In fact the phrase probably more accurately reads in a way that doesn’t really dignify journalism as a spotter of trends but more as a narrative of events that others will elevate – or not – into “history” in some unspecified future.

Hype and Dublin – depending on your point of view – either don’t sit well together or are comfortable bedfellows. But what happened at the weekend neatly separates history from hype. Dublin’s footballers steam-rolled Kildare and extended the range of their 16-point beatings from the top of Division Two to the upper reaches of Division One. So far, Jim Gavin’s team has done what has been necessary.

Dublin hurling, however, made genuine history last Saturday. In four days the team has a chance of winning a first provincial title in 52 years but already the milestone of beating Kilkenny has been marked.

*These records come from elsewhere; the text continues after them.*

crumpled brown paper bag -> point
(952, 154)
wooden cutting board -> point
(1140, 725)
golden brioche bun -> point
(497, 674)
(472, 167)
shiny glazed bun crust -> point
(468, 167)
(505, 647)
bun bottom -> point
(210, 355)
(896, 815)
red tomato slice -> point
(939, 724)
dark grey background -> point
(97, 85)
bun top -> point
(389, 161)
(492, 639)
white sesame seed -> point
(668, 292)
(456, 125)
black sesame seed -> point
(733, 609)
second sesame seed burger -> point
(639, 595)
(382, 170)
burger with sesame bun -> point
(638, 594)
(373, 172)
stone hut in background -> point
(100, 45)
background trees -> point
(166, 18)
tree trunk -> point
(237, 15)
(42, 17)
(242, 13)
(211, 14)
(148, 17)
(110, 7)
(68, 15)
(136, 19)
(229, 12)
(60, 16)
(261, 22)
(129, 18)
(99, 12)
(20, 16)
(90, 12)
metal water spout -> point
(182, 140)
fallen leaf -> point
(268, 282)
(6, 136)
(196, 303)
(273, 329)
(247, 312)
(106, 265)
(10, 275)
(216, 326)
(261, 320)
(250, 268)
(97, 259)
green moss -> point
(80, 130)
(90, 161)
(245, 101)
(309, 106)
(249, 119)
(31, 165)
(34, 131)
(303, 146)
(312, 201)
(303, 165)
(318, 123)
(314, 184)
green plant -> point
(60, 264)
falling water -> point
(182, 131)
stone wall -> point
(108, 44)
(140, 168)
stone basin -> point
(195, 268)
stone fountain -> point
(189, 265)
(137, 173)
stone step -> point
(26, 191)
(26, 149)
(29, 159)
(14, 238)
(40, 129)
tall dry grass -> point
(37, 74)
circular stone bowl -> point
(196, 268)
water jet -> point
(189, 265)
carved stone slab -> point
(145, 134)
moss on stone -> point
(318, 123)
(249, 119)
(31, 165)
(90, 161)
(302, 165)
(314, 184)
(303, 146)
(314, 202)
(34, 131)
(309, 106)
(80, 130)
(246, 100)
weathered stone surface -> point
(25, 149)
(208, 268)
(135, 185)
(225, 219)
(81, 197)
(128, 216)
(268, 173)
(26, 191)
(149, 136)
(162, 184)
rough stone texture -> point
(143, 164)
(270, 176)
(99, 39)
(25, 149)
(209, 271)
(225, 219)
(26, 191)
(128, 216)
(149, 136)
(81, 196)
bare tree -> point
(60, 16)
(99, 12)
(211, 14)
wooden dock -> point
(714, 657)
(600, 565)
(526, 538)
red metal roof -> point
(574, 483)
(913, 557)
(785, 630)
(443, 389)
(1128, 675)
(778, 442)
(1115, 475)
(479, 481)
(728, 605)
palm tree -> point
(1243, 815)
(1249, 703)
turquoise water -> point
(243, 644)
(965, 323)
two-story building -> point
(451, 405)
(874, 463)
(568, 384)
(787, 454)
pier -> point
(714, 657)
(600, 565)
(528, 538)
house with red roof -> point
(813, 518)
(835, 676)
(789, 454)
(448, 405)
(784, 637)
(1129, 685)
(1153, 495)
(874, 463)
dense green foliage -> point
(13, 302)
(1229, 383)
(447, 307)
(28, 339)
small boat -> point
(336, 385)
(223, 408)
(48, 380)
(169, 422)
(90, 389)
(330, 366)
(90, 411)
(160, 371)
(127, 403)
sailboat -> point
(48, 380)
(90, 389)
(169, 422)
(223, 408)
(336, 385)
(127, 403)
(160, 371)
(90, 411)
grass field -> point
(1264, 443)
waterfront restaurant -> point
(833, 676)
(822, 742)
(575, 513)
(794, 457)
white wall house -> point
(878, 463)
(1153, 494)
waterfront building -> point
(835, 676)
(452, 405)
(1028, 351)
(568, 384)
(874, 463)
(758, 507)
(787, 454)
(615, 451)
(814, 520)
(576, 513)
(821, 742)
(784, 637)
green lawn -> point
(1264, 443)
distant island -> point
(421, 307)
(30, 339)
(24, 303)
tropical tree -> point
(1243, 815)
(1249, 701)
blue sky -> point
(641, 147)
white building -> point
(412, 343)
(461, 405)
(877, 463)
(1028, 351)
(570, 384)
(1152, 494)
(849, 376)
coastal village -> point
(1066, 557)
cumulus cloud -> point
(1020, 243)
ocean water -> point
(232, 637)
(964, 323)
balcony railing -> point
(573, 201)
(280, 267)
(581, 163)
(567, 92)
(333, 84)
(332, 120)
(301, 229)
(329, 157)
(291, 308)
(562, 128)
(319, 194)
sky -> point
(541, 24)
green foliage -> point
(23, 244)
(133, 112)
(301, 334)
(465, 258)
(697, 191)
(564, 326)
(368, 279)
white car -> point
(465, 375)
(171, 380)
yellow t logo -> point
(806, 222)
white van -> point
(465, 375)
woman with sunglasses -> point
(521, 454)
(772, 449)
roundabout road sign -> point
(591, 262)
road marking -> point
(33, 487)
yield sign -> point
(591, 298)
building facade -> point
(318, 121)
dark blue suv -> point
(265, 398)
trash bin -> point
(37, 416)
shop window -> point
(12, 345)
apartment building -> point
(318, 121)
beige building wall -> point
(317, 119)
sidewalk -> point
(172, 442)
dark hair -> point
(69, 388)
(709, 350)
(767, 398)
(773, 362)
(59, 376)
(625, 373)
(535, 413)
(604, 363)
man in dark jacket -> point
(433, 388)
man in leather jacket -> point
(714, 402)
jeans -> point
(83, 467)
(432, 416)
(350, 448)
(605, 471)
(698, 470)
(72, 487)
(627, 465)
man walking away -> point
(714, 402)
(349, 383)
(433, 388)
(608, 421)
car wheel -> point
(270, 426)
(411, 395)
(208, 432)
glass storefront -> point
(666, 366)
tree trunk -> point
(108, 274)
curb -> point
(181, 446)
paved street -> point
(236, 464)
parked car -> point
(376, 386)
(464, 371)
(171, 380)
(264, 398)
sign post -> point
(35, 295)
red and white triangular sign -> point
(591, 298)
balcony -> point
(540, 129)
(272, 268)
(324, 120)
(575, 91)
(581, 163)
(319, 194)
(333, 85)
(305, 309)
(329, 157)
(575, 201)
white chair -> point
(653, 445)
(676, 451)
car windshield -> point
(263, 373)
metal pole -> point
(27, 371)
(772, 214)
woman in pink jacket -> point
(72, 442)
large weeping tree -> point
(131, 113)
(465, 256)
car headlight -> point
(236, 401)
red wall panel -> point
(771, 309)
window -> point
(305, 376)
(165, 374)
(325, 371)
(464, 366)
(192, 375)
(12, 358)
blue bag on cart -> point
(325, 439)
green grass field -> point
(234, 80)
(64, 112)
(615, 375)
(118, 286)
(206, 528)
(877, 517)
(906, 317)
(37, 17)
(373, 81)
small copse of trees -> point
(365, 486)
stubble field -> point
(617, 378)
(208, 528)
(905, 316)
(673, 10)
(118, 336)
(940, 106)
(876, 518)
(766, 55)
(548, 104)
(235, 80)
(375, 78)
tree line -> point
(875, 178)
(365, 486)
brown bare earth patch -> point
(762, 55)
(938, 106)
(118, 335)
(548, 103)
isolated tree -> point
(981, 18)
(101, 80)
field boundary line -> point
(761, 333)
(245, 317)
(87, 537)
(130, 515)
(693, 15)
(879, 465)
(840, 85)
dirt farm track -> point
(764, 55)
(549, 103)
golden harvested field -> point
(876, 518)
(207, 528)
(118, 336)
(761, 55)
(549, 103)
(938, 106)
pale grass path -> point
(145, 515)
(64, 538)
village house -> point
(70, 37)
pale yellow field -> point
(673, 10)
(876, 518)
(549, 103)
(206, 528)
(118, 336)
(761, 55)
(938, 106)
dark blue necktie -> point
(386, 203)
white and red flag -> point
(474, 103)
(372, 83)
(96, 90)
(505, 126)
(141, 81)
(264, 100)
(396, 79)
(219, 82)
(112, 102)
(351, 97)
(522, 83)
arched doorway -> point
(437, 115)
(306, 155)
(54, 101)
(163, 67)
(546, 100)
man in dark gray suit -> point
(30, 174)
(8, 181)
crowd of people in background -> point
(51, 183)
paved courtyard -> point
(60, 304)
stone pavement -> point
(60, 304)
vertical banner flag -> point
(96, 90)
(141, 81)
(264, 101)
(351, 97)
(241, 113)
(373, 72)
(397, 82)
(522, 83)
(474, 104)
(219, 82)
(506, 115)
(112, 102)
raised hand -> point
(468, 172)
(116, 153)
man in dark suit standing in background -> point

Getting the better of Kilkenny won’t always be an end in itself but for Anthony Daly’s team, it is a watershed moment.

Up until this year, under Brian Cody, Kilkenny had lost just seven matches in 14 championships and won nine All-Irelands and 12 Leinster titles. In that period they faced Dublin seven times in the summer. The six-point defeat in the 2009 Leinster final was – by about a light year – the closest the challengers ever got.

Kilkenny’s seven championship wins (including the 2004 qualifiers) were by an average of more than 15 points per match – and includes the past two seasons when Dublin were seen as a threat.

So, even the draw of 10 days ago was a paradigm shift. Kilkenny might have been injury-hit and out of sorts but the mental and emotional energy required to invert that sort of power relationship is enormous.

In an interview with this newspaper yesterday Michael O’Grady – the former Dublin manager and chair of the seminal Hurling Review Group 12 years ago – passionately made the argument that the hard work at ground level, which had laid the necessary foundations of any sustainable improvement in the competitive profile, was the real touchstone.

He is right that those developments, including the wildfire growth of the game within Dublin clubs and the expanding presence at colleges level are positive indications but he’s also realistic enough to acknowledge that success on the biggest stage of all – senior inter-county – is an invaluable promotional aid as well as validation for all the foundation work.

Dublin hadn’t defeated Kilkenny in 71 years. The report on that Leinster final in Nowlan Park was only carried in this paper two days later on the Tuesday in a publication reduced to four pages by wartime newsprint restrictions.

In other words by the time it happened again media and mass communications had changed to the unrecognisable extent that the match could be followed live on the internet and those abroad could be kept up to date by a steady stream of activity on the Twitter machine.

The challenge for Dublin is to turn the making of history into something of historical significance, in other words the latest milestone must be on a road that actually goes somewhere.

Another interesting point made by O’Grady is experience of losing under-age All-Ireland finals is still experience and that if it helps shape a side that ultimately wins a senior All-Ireland, it will have been worth it. For a long time the assumption has been that Dublin need All-Ireland success at minor or under-21.

To date, the Leinster titles in 2005, ’07 and last year (minor) and 2007, ’10 and ’11 (under-21) have led to four defeats in All-Ireland finals plus a draw in the 2012 minor final against Tipperary. But the ability to compete in Leinster means that rising generations of Dublin hurlers have met Kilkenny face-to-face in championship and are no strangers to beating them.

At the GAA’s National Games Development Conference last January, there was a presentation, What Can we Learn Crossmaglen Rangers? by the phenomenally successful Armagh club’s chair Tony Brady and Peter McMahon of the coaching committee.

“At under-age Crossmaglen Rangers does not get hung up on winning and losing,” said McMahon. “We will be competitive – believe me – but not with a win-at-all-costs mentality.

“By focusing on outcome goals such as winning under-age championships we create disenchantment in our youth when it does not happen and they lose that sense of enjoyment before they ever reach senior level. Winning under-age championships should be a bonus.”

Optimising the systems which produce the players of the future has in Dublin’s case provided the first rough-draft of what they hope will unfold in the years ahead as historic achievement.